小学校の校歌

雨が降ったり、北風の吹く寒い日が続いていたが、今日は風もなく晴天に恵まれた。洗濯物をどっさりして、布団を干してと、天気が良い日は主婦は忙しい。

夫は今日も早朝から、山へ芝刈りに否ゴルフに行っている。

こんな日は本当は大掃除をするはずなのだが、どうも気分が乗らない。気分が乗らないときは無理をしないことにして、鬼のいぬまのなんとやら・・・で、のんびり好きなことをしようと決めた。

あれから、少しずつフルートを続けている。

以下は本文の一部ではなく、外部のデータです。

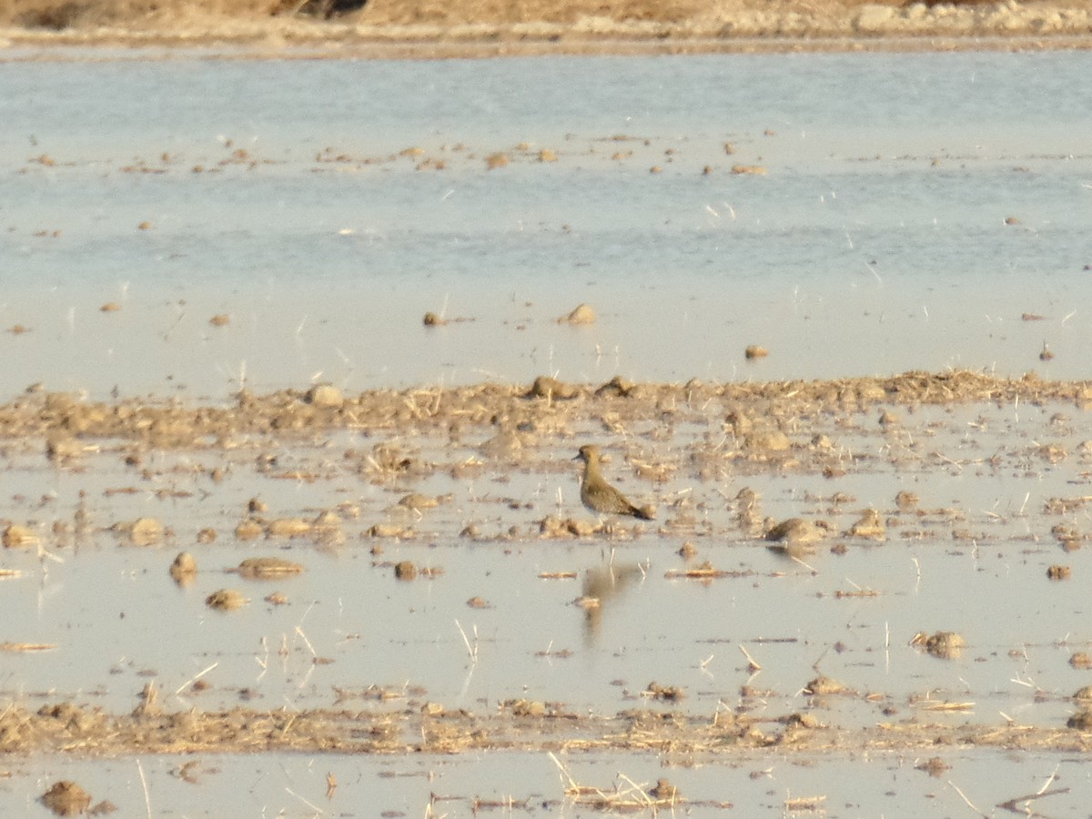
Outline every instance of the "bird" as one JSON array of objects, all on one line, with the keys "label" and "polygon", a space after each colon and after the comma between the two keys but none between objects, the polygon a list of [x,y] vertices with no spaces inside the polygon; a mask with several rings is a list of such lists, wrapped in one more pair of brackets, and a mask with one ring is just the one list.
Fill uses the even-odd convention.
[{"label": "bird", "polygon": [[584,475],[580,482],[580,499],[593,512],[598,514],[628,514],[643,521],[653,520],[646,509],[639,509],[626,500],[620,491],[610,486],[600,472],[600,448],[586,443],[580,448],[573,461],[584,462]]}]

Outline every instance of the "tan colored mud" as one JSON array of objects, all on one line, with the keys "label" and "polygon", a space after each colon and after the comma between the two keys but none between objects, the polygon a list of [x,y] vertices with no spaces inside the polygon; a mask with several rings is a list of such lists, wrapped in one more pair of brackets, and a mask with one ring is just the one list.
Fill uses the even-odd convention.
[{"label": "tan colored mud", "polygon": [[[844,689],[838,692],[862,696]],[[475,714],[397,697],[393,703],[381,701],[368,710],[270,711],[240,707],[222,712],[194,709],[162,713],[158,708],[138,708],[130,714],[105,714],[68,702],[36,712],[12,705],[0,714],[0,751],[116,756],[138,751],[389,755],[627,750],[665,752],[677,760],[700,759],[703,755],[756,757],[765,752],[851,748],[862,752],[921,750],[923,753],[946,747],[1092,751],[1092,733],[1079,719],[1087,712],[1079,712],[1068,731],[1017,723],[952,727],[948,723],[930,723],[927,716],[845,731],[824,725],[812,714],[795,712],[762,719],[723,711],[696,716],[672,711],[675,697],[658,699],[664,704],[613,716],[577,713],[562,703],[525,700],[512,701],[510,708],[495,713]]]},{"label": "tan colored mud", "polygon": [[[542,381],[538,382],[542,384]],[[562,389],[563,388],[563,389]],[[70,441],[66,462],[78,462],[82,453],[109,446],[135,446],[138,450],[234,448],[245,436],[306,437],[319,430],[349,429],[397,432],[400,436],[443,434],[470,427],[495,429],[505,435],[484,444],[490,456],[517,451],[521,436],[560,432],[584,422],[600,422],[624,429],[640,422],[678,423],[689,408],[697,412],[711,401],[733,405],[728,417],[753,416],[756,432],[748,447],[760,458],[785,450],[778,425],[820,413],[860,413],[880,404],[917,405],[988,402],[1064,402],[1079,407],[1092,405],[1092,381],[1043,381],[1034,375],[1001,379],[968,371],[943,373],[907,372],[890,378],[854,378],[838,381],[745,382],[731,384],[628,384],[615,379],[608,384],[561,385],[530,390],[526,385],[479,384],[459,388],[375,390],[346,395],[336,406],[316,404],[310,391],[282,390],[270,395],[241,392],[229,405],[162,404],[146,401],[118,403],[83,401],[67,393],[28,391],[0,406],[0,440],[37,441],[44,455],[55,451],[54,441]],[[566,397],[561,399],[561,395]],[[821,448],[817,448],[821,449]],[[422,468],[412,453],[394,444],[381,444],[365,459],[361,468],[377,474]],[[276,466],[271,465],[276,473]],[[285,478],[307,479],[286,471]],[[266,533],[281,537],[306,534],[305,520],[278,519],[266,523]],[[118,524],[134,542],[162,535],[155,520]]]},{"label": "tan colored mud", "polygon": [[[470,436],[474,430],[483,439],[507,436],[506,446],[492,447],[488,449],[488,454],[483,452],[482,456],[515,466],[530,451],[549,451],[563,453],[557,458],[568,463],[573,439],[578,437],[574,430],[590,427],[605,430],[604,434],[608,435],[651,422],[653,431],[650,434],[656,435],[655,430],[662,427],[669,429],[688,420],[708,419],[712,412],[714,416],[724,418],[725,430],[738,428],[745,435],[734,448],[722,447],[717,450],[699,440],[673,451],[670,456],[685,459],[687,468],[695,475],[716,476],[729,468],[747,466],[826,474],[831,468],[830,448],[821,446],[821,441],[817,443],[807,432],[806,424],[804,429],[797,428],[802,419],[821,414],[846,425],[867,424],[883,434],[885,425],[878,419],[885,413],[892,417],[903,415],[902,428],[905,429],[913,426],[916,407],[927,404],[942,407],[982,405],[985,408],[986,405],[1049,403],[1069,405],[1075,412],[1092,404],[1090,382],[1043,381],[1033,376],[997,379],[965,371],[913,372],[891,378],[840,381],[690,382],[684,385],[625,383],[625,389],[607,390],[596,384],[572,384],[561,391],[570,395],[566,399],[559,397],[557,388],[553,384],[548,390],[529,391],[526,384],[479,384],[454,389],[382,390],[341,395],[337,402],[316,401],[313,391],[285,390],[261,396],[242,393],[221,406],[147,401],[86,402],[71,395],[31,391],[0,406],[0,440],[11,448],[23,447],[27,448],[25,451],[40,452],[45,465],[50,452],[49,441],[57,436],[73,441],[73,452],[94,452],[99,458],[111,451],[117,451],[121,458],[133,452],[152,455],[155,450],[167,449],[201,451],[226,458],[244,439],[252,449],[273,453],[283,451],[284,444],[293,440],[310,440],[317,434],[331,430],[354,430],[376,436],[379,442],[366,443],[359,451],[347,451],[344,458],[358,464],[363,479],[384,483],[391,476],[423,476],[440,471],[462,474],[460,470],[474,468],[465,461],[464,447],[451,448],[452,458],[458,459],[458,463],[425,460],[418,449],[407,443],[425,436],[450,440],[456,435],[455,429],[460,436]],[[649,425],[644,426],[648,428]],[[780,443],[755,443],[762,440],[756,438],[756,431],[772,431],[781,427],[794,431],[794,442],[787,449]],[[50,468],[81,470],[81,460],[86,456],[75,454]],[[1048,460],[1048,454],[1040,453],[1038,456]],[[268,476],[277,477],[284,473],[292,480],[307,479],[306,474],[295,467],[283,466],[272,454],[268,458],[259,455],[257,462],[260,471]],[[644,461],[631,465],[639,470],[663,466]],[[306,472],[320,470],[321,466],[300,468]],[[655,473],[657,468],[652,471]],[[135,478],[134,483],[142,483],[141,478]],[[120,492],[122,489],[108,491]],[[404,502],[394,503],[395,509],[411,517],[420,517],[446,503],[448,498],[404,495],[402,500]],[[786,524],[793,519],[784,524],[764,524],[761,498],[752,490],[743,489],[731,500],[725,500],[738,514],[740,526],[756,538],[778,529],[792,530]],[[830,502],[836,506],[843,500],[835,494]],[[1052,502],[1072,509],[1087,501],[1088,498],[1081,497]],[[517,500],[506,502],[518,503]],[[898,505],[900,509],[915,510],[918,499],[912,492],[901,492]],[[240,515],[250,515],[244,519],[244,523],[249,523],[253,532],[237,531],[237,537],[264,535],[271,538],[270,543],[299,533],[321,543],[322,537],[329,536],[324,533],[341,533],[343,517],[349,519],[355,514],[352,506],[341,506],[336,513],[327,510],[314,518],[266,521],[263,519],[266,509],[262,501],[256,498],[241,506],[245,508],[239,510]],[[672,505],[669,513],[669,520],[663,525],[684,532],[687,526],[692,527],[688,518],[692,512],[687,508],[686,498]],[[76,525],[91,525],[85,520],[86,515],[80,514],[81,510],[78,510]],[[880,515],[873,509],[857,510],[856,514],[859,520],[846,536],[866,542],[868,548],[882,548],[879,544],[885,523]],[[956,526],[953,536],[960,537],[959,510],[922,511],[922,515],[950,521]],[[384,524],[391,526],[387,531],[377,529],[378,525],[365,530],[372,539],[413,536],[408,526]],[[580,531],[574,531],[574,525],[556,522],[550,526],[544,520],[539,535],[608,539],[627,534],[627,530],[616,523],[585,524],[585,529]],[[652,524],[640,522],[633,525]],[[242,526],[240,524],[240,529]],[[157,519],[139,519],[132,523],[114,524],[110,529],[124,535],[124,538],[119,538],[119,548],[131,548],[143,539],[134,537],[134,531],[154,532],[155,537],[151,542],[158,542],[168,530]],[[470,530],[471,526],[467,526],[462,536],[470,539],[483,537],[480,532]],[[458,534],[454,530],[450,532],[452,538]],[[1080,533],[1069,530],[1059,530],[1055,534],[1059,542],[1080,538]],[[831,537],[833,539],[833,535]],[[771,546],[778,543],[786,549],[795,545],[788,534],[767,543]],[[814,538],[807,545],[814,546]],[[207,548],[216,548],[216,545],[210,542]],[[378,556],[381,553],[381,545],[376,543],[372,554]],[[799,560],[799,556],[791,556]],[[165,556],[164,570],[169,568],[177,573],[181,579],[179,582],[191,578],[197,570],[189,555],[179,555],[171,567],[167,566],[168,560]],[[442,574],[441,568],[418,566],[408,560],[376,565],[390,567],[387,570],[402,580],[420,578],[417,583]],[[283,578],[301,569],[300,565],[280,558],[250,558],[235,571],[245,579]],[[719,578],[737,574],[732,570],[719,570],[704,561],[668,577],[717,582]],[[575,574],[541,577],[574,578]],[[616,577],[612,572],[609,582],[598,582],[590,574],[577,605],[587,608],[590,617],[594,616],[593,609],[609,601],[624,579],[624,574]],[[856,589],[846,594],[866,595],[869,591]],[[282,596],[277,596],[276,602],[284,602]],[[270,595],[272,597],[274,595]],[[247,598],[240,592],[221,590],[210,595],[206,603],[215,608],[232,609],[245,605]],[[488,603],[471,598],[467,605],[486,607]],[[910,637],[906,636],[906,639]],[[954,632],[936,632],[931,637],[923,633],[921,640],[926,651],[940,657],[958,656],[963,649],[962,638]],[[29,649],[24,646],[20,650]],[[1087,655],[1080,653],[1073,654],[1071,664],[1075,668],[1092,665]],[[757,662],[750,661],[751,670],[760,667]],[[665,674],[669,674],[669,669]],[[863,708],[870,708],[871,703],[887,697],[882,692],[852,690],[821,675],[800,682],[804,684],[802,690],[812,700],[836,697],[856,700]],[[340,689],[337,697],[339,708],[298,711],[240,707],[229,711],[187,709],[167,712],[156,705],[154,697],[149,693],[135,711],[120,714],[71,702],[47,705],[37,711],[12,703],[0,712],[0,751],[119,755],[136,751],[251,752],[281,749],[368,753],[615,749],[655,750],[679,758],[699,758],[701,755],[720,753],[761,757],[771,751],[784,755],[788,751],[834,748],[860,751],[921,749],[923,755],[935,753],[938,747],[966,746],[1072,752],[1092,750],[1092,729],[1089,728],[1092,720],[1087,719],[1085,711],[1078,709],[1075,709],[1065,727],[1060,724],[1026,726],[1014,721],[1001,725],[968,722],[953,727],[951,723],[935,724],[929,714],[938,711],[962,713],[966,703],[923,700],[923,707],[915,709],[913,716],[900,722],[880,722],[868,728],[846,729],[826,724],[826,712],[821,703],[816,702],[812,703],[816,711],[804,716],[795,713],[771,716],[768,712],[763,712],[761,717],[753,716],[749,713],[748,703],[753,698],[761,698],[762,692],[747,687],[740,691],[741,704],[736,710],[717,709],[708,714],[677,712],[679,701],[687,697],[687,692],[673,685],[669,678],[666,682],[650,682],[634,692],[633,699],[640,704],[633,710],[606,716],[590,716],[583,709],[570,708],[566,703],[525,700],[512,700],[496,711],[483,710],[479,713],[447,710],[442,702],[427,701],[424,691],[418,693],[413,690],[388,692],[369,688],[354,692]],[[1083,698],[1083,695],[1079,692],[1078,697]],[[340,708],[356,700],[365,701],[366,707]],[[877,716],[882,720],[881,714],[886,713],[877,711]]]},{"label": "tan colored mud", "polygon": [[0,41],[21,45],[234,43],[412,57],[1092,45],[1092,10],[1080,0],[7,0],[0,26]]}]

「メリーさんの羊」をマスターし、「アメージンググレイス」「少年時代」「スマイル」「遠き山に日は落ちて」などが吹けるようになった。上手いか下手かは別として、とりあえず吹ける。

小学生のころ、リコーダーを吹くのが好きだった。今日は小学校の校歌をウン十年ぶりにフルートで吹いてみた。驚くことにメロディーがすらすらと出てくる。昨日のことはいとも簡単に忘れてしまうが、昔のことは鮮明に思い出すことができる。これも老化現象かなぁ。

高学年になると鼓笛隊に入ることができた。その中でも小太鼓は難関中の難関で、学年で260人位の中から8名しか選ばれない。まず小太鼓から選抜試験があって、その試験にもれた人は他の楽器へと振り分けられた。私は隣のお姉さんの特訓のおかげで小太鼓の試験に合格することができた。

だから、今でも小学校の校歌を小太鼓で叩くこともできる。小太鼓がたたけても何の足しにもなりませんが、笛が吹けて太鼓が叩ける主婦になれたのだ。

ちなみに、中学校・高校の校歌も歌えます。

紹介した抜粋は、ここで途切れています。